Professor na Universidade da Beira Interior, André Barata dá-nos conta, com este
livro, dos problemas que se colocam à volta de uma das questões maiores do nosso tempo:
a aceleração do tempo. Evitando os protocolos da escrita académica, as múltiplas
dimensões deste problema são devolvidas ao espaço público.

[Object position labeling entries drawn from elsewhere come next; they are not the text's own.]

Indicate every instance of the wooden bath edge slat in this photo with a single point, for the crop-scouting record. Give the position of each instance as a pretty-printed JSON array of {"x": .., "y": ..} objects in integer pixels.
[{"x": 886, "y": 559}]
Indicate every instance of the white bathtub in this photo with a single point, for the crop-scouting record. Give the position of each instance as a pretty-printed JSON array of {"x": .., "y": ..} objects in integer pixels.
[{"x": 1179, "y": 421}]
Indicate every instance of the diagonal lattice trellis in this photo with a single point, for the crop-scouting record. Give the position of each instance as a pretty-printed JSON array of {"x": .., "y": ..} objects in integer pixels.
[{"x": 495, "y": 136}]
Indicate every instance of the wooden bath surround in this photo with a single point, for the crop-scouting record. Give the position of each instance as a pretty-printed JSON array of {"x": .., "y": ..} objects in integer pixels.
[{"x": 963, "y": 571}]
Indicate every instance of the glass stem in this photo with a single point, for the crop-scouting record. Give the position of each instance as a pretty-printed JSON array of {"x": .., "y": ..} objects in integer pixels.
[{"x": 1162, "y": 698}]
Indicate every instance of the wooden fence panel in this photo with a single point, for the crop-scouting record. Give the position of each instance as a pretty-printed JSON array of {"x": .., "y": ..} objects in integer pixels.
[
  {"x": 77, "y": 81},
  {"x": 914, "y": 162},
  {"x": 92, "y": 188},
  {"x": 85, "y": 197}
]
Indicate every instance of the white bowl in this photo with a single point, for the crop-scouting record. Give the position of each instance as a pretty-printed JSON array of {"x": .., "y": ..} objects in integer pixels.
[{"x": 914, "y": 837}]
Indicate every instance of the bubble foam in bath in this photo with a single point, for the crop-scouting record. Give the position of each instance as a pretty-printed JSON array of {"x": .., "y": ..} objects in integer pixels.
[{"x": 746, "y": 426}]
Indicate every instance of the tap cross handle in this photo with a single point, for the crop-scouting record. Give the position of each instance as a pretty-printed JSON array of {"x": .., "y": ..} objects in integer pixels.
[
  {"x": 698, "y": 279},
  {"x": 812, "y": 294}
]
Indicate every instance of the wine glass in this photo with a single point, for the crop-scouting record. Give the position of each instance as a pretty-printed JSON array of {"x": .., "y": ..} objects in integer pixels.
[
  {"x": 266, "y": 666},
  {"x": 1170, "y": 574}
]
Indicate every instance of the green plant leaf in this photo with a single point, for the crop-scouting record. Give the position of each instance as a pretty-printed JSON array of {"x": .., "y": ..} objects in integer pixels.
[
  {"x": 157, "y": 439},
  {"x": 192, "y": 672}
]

Quem comparar a produção teórica dos diversos departamentos portugueses de


filosofia com os seus congéneres de outras latitudes – e não é preciso ir muito longe –
verifica que, no meio de trabalhos mais ou menos meritórios de história da filosofia, teses
de doutoramento sem trabalho de edição que se transformam rapidamente em livro e a
mera junção de artigos díspares em colectâneas, há uma atenção ao actual que pura e
simplesmente não existe. O actual, claro, não é equivalente à actualidade, às aflições de
alma mensais, semanais ou mesmo diárias que tomam de assalto os meios de
comunicação ou as famosas redes sociais; também não significa que não se deva
interrogar e combater essa “injunção” que nos obriga a ter opinião sobre todo e qualquer
assunto ou que não se pode ser profundamente intempestivo fazendo apelo a outros
tempos e lugares – bem pelo contrário, há bastante de actual em certos gestos de recusa.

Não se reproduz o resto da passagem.